Automatic thresholds
Low quality barcodes can be identified using the distributions of the metrics listed below, see Count-based and extra-chromosomal filters for more details.
- Total number of reads
- Total number of expressed features
- Percentage of reads mapped to spike-in control regions
- Percentage of reads mapped to features indicative of low quality
When determining an automatic threshold for a metric distribution, the aim is to identify a point within the distribution that separates the low quality barcodes. The following approach is used:
- Compute the median absolute deviation (MAD) threshold: three times the MAD above or below the median value.

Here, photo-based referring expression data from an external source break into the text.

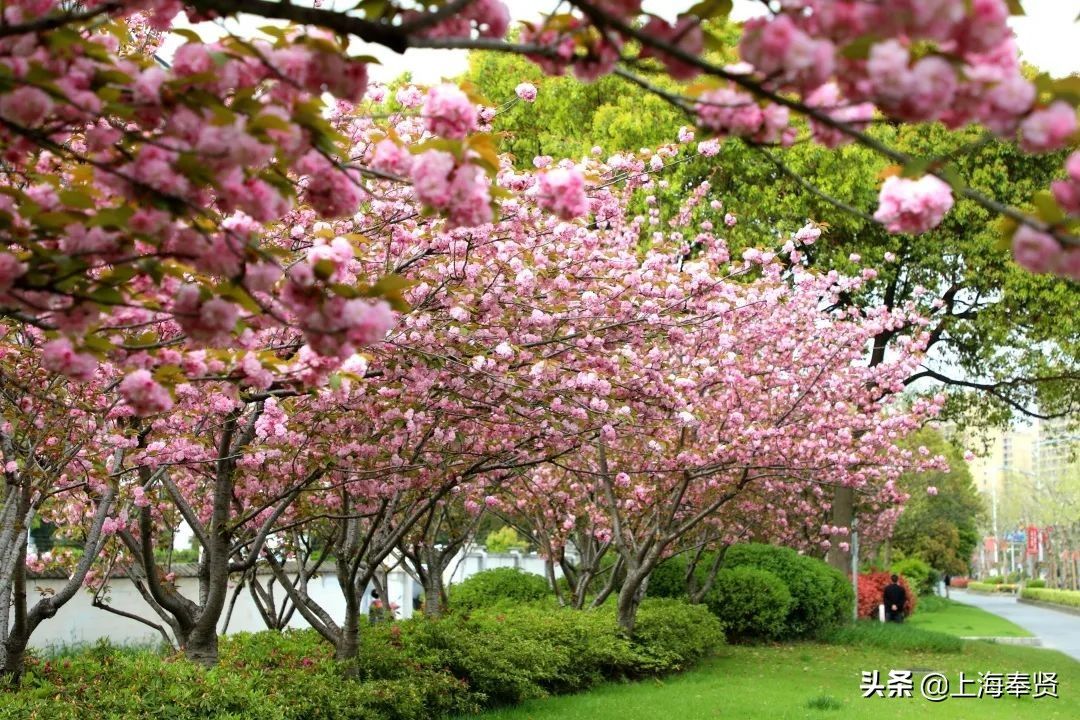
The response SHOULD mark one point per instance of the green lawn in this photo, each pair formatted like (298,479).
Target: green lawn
(812,680)
(962,620)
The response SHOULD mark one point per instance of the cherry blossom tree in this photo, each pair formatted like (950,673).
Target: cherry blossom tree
(53,462)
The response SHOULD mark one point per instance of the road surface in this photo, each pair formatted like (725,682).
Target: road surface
(1057,630)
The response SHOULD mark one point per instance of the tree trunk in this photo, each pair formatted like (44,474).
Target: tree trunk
(844,500)
(201,646)
(433,593)
(348,643)
(18,636)
(630,599)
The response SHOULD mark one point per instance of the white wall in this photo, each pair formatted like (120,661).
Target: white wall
(79,622)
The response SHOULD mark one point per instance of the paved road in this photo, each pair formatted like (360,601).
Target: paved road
(1058,630)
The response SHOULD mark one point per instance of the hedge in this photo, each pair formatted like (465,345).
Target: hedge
(415,669)
(1068,598)
(498,586)
(821,595)
(918,573)
(751,602)
(991,587)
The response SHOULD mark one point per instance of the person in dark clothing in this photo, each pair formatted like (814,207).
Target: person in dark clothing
(895,598)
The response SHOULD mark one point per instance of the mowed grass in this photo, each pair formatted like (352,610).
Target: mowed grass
(820,680)
(942,615)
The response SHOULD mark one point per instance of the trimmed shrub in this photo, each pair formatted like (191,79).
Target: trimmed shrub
(667,580)
(821,596)
(750,602)
(872,594)
(919,574)
(671,635)
(498,586)
(1069,598)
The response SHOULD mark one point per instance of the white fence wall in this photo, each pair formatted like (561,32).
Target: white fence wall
(79,622)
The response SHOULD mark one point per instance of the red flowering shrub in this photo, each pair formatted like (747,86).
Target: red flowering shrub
(871,588)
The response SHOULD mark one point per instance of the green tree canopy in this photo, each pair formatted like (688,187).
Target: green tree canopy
(995,327)
(940,529)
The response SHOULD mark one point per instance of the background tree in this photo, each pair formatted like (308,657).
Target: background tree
(941,519)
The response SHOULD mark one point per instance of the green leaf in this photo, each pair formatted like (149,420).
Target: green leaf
(190,36)
(111,217)
(56,219)
(343,290)
(859,50)
(391,285)
(268,121)
(97,343)
(1047,207)
(916,167)
(239,295)
(712,9)
(77,199)
(324,269)
(107,296)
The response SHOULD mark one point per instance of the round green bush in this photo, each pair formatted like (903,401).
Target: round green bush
(498,586)
(819,600)
(919,574)
(750,602)
(667,580)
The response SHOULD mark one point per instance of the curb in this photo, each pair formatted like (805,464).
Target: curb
(1050,606)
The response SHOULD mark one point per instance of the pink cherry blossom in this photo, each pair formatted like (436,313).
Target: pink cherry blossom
(913,206)
(1049,128)
(563,191)
(1035,250)
(448,112)
(59,356)
(144,394)
(526,91)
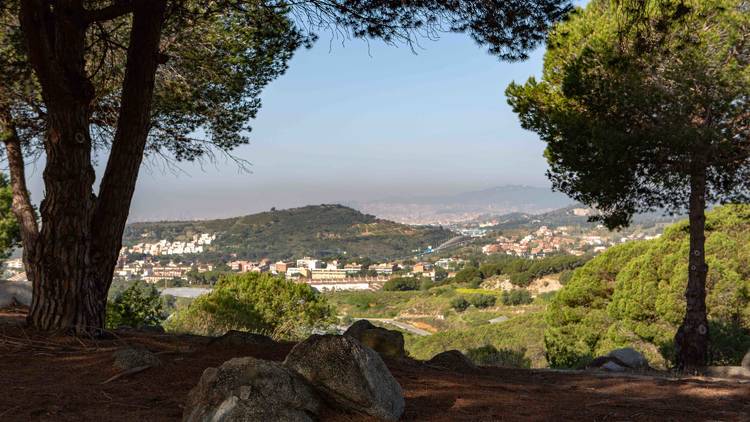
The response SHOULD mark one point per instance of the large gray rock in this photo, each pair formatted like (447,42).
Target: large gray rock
(389,343)
(250,390)
(355,330)
(135,357)
(630,357)
(452,360)
(348,375)
(12,292)
(240,338)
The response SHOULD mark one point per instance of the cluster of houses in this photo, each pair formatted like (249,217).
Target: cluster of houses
(154,272)
(313,270)
(546,240)
(165,247)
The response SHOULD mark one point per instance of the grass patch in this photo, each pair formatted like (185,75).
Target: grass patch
(520,333)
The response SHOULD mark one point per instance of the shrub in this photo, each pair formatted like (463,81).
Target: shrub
(470,275)
(490,356)
(633,295)
(482,301)
(522,279)
(426,284)
(517,297)
(401,284)
(459,304)
(258,303)
(137,306)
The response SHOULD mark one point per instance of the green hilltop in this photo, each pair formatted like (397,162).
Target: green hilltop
(315,230)
(633,295)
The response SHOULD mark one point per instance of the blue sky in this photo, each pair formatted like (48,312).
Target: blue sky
(362,121)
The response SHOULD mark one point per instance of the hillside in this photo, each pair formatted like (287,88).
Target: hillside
(633,295)
(566,217)
(319,230)
(465,206)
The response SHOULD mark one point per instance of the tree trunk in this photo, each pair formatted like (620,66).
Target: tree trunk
(78,245)
(22,208)
(691,340)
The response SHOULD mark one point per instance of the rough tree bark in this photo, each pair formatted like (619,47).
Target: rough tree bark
(78,244)
(691,339)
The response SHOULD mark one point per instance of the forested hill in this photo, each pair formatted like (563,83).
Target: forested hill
(320,230)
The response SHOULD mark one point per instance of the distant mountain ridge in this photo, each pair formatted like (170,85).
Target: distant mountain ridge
(315,230)
(443,209)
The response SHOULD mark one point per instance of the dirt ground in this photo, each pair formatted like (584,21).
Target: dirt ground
(46,378)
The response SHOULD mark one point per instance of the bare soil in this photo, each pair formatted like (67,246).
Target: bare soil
(57,378)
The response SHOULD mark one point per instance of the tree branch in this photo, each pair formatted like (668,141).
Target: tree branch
(113,11)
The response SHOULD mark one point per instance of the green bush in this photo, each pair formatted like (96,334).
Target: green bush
(517,297)
(490,356)
(469,275)
(634,295)
(521,279)
(460,304)
(258,303)
(137,306)
(402,284)
(481,301)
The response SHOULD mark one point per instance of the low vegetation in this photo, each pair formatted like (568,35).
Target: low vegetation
(521,336)
(633,295)
(519,271)
(136,306)
(254,302)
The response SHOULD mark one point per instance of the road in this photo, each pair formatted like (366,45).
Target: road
(402,325)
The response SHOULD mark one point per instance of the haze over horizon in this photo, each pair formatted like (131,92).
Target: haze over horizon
(360,122)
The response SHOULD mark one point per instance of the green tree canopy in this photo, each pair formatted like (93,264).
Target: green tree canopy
(631,296)
(258,303)
(629,115)
(644,106)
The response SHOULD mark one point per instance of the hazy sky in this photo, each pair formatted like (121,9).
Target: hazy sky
(354,122)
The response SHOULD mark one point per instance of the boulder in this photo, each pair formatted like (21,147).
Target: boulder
(356,329)
(249,390)
(630,357)
(135,357)
(240,338)
(452,360)
(389,343)
(348,375)
(15,292)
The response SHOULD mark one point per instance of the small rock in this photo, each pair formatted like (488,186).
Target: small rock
(134,357)
(251,390)
(389,343)
(356,329)
(452,360)
(348,375)
(240,338)
(630,357)
(157,329)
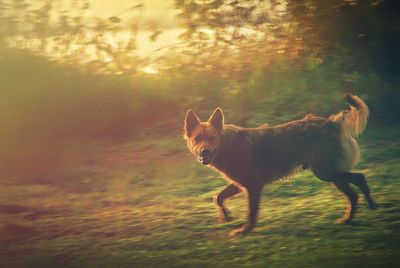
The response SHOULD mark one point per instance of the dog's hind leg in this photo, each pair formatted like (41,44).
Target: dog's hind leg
(254,194)
(219,199)
(352,197)
(359,180)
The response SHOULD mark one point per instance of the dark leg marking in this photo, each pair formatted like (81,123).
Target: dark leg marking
(352,197)
(219,199)
(359,180)
(254,194)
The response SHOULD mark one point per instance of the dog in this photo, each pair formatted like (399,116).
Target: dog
(252,157)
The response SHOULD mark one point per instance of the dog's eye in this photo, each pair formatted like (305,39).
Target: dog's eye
(212,139)
(197,139)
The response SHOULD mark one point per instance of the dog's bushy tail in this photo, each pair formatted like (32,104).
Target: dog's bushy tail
(353,121)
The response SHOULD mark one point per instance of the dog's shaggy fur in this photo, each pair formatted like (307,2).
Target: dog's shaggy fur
(251,157)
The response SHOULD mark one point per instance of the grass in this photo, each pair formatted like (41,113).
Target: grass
(147,203)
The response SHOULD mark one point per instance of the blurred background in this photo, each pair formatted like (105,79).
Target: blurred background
(93,167)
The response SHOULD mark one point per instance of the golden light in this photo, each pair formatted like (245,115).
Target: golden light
(149,70)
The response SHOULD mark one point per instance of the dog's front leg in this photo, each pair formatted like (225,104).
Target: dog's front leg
(254,194)
(219,199)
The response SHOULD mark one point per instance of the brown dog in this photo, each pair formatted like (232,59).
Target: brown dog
(251,157)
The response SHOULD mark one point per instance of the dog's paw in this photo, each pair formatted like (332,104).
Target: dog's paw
(244,229)
(224,219)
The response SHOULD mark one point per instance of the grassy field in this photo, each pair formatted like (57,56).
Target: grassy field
(147,203)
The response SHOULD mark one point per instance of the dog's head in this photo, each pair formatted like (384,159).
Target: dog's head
(203,138)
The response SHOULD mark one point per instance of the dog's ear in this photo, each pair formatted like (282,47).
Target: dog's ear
(217,119)
(191,121)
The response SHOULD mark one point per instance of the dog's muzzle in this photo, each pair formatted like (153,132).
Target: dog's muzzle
(205,156)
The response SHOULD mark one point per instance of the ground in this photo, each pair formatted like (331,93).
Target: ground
(146,202)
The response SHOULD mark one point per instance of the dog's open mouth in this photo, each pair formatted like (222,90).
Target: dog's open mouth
(204,161)
(205,157)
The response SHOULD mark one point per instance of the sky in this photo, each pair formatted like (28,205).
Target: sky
(157,14)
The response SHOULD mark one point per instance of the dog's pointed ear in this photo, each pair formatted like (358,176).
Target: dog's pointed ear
(217,119)
(191,121)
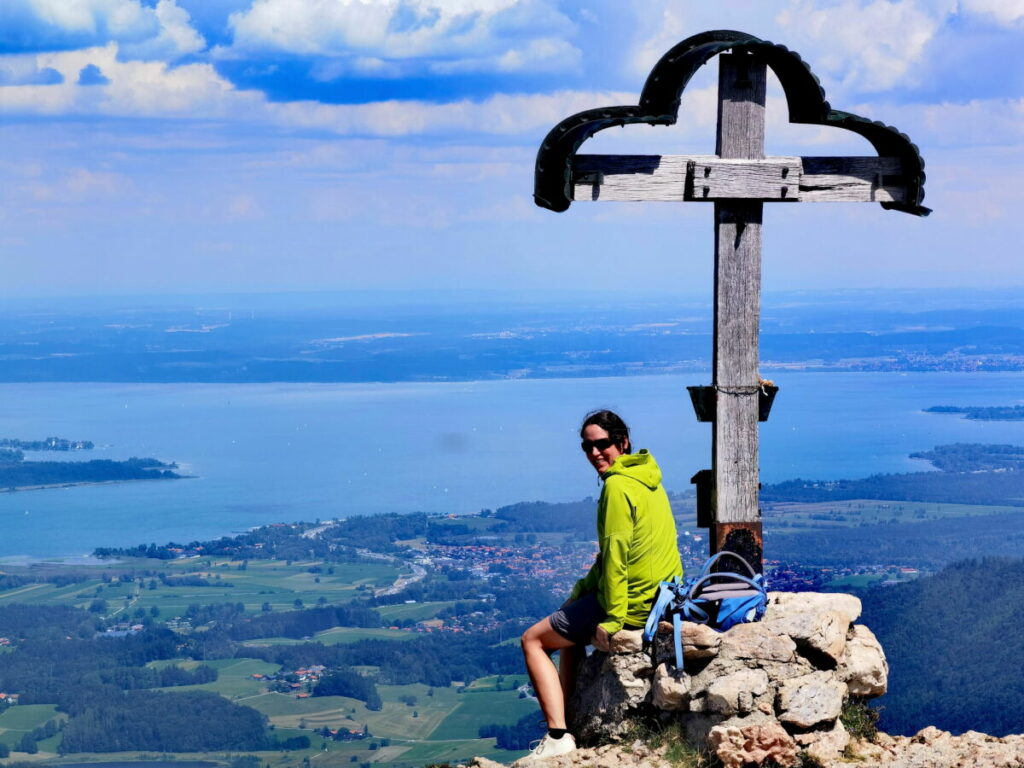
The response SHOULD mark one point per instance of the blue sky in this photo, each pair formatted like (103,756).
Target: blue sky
(222,145)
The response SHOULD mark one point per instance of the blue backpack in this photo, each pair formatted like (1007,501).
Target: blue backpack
(720,600)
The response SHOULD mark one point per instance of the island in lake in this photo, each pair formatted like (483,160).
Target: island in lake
(982,413)
(18,474)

This approach is suitable when the data exhibits a normal distribution.
For this, the entire distribution of the metric is used. The total number of reads/expressed features metrics are logarithmically transformed to achieve a normal distribution.
- Check the validity of the MAD threshold by ensuring that:
- It does not result in the removal of all barcodes.
- It is greater than a predefined target threshold: 100 for the total number of reads and expressed features and 1% for the percentage of reads mapped to spike-in control regions and features indicative of low quality.
- Use the MAD threshold if valid for all four metrics. Otherwise,
- Use the threshold calculated using the Otsu method [Otsu, 1979].
This approach is suitable when the data exhibits a bimodal distribution. Under the assumption that one of the modes originates from the low quality barcodes, the threshold optimally separates the low quality barcodes.
For this, only barcodes with a moderate number of reads are considered. Barcodes with total number of reads below the ambient threshold or above the knee are excluded. See Cell calling for the calculation of the ambient threshold and knee.
When calculating the threshold for the percentage of reads mapped to spike-in control regions and features indicative of low quality, within the barcodes with a moderate number of reads, only barcodes with moderate percentages (between 5% and 50%) are considered.